Hace dos días me escribió para compartir un porro en mi ventana y comenzamos a hablar de juguetes sexuales. Me dijo que tenía uno, pero que lo sabía bien como usarlo. Trae un vibrador de forma cónica y le respondo que es para el culo. No se sorprende demasiado. Me muestra entusasiamada unos dados que compartían espacio en la funda del artefacto: dos dados. En uno, habían zonas del cuerpo, en otro, verbos como: suck, bite, kiss, touch.
A mí me pareció muy básico, pero es que yo me reconozco como experimentalista.
Nos sentamos en la esquina, justo debajo de mi escritorio. Coloca una alarma en su móvil, para que suene en 45 minutos.
Coloca su cabeza en mi pecho y me dice que suena bonito. Comienza a mover con dulzura su cabeza, hasta que su nariz estaba rozando mi pecho izquierdo y sus suaves labios, mi pezon, cubierto apenas por mi sujetador de encaje negro.

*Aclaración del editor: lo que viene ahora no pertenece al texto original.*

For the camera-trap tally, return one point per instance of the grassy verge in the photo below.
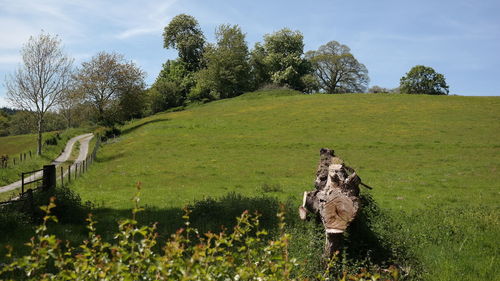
(50, 152)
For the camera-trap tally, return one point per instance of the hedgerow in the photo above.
(245, 253)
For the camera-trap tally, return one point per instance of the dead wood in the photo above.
(335, 202)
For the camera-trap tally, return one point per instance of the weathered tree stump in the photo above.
(335, 202)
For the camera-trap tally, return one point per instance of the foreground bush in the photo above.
(246, 253)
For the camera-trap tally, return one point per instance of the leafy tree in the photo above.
(184, 34)
(227, 69)
(283, 58)
(423, 80)
(112, 85)
(4, 123)
(337, 70)
(39, 84)
(378, 90)
(22, 122)
(259, 69)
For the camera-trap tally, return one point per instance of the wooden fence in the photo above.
(14, 160)
(48, 178)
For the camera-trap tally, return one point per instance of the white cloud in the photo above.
(146, 20)
(9, 59)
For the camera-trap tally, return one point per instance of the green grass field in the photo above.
(14, 145)
(433, 162)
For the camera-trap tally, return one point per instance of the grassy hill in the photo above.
(14, 145)
(433, 162)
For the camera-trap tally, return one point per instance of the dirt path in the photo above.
(84, 147)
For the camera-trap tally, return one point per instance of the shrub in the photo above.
(246, 253)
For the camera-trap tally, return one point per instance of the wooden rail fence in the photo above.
(47, 178)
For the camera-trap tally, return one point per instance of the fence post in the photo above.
(30, 201)
(22, 183)
(49, 177)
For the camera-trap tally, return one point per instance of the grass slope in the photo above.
(13, 145)
(433, 161)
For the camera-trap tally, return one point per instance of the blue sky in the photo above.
(460, 39)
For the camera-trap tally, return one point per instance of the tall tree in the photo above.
(283, 56)
(184, 34)
(337, 70)
(423, 80)
(105, 81)
(40, 82)
(171, 86)
(227, 70)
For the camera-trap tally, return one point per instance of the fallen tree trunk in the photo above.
(335, 202)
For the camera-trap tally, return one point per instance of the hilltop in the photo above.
(432, 161)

Ese día también nos besamos, con un poco más de energía que la primera vez, durante más de 45 minutos estuvimos besándonos, hasta de que alguna forma logramos separarnos para que pudiese ir a su clase de economía, aunque admito que me apetecía comerle el coño, y verla hacer su mejor para mantenerse presente y correcta en su clase.
Quedamos en vernos en los próximos días y probar nuevos usos para su juguete.
Seguiré informando sobre novedades y aventuras en el convento que me acoge.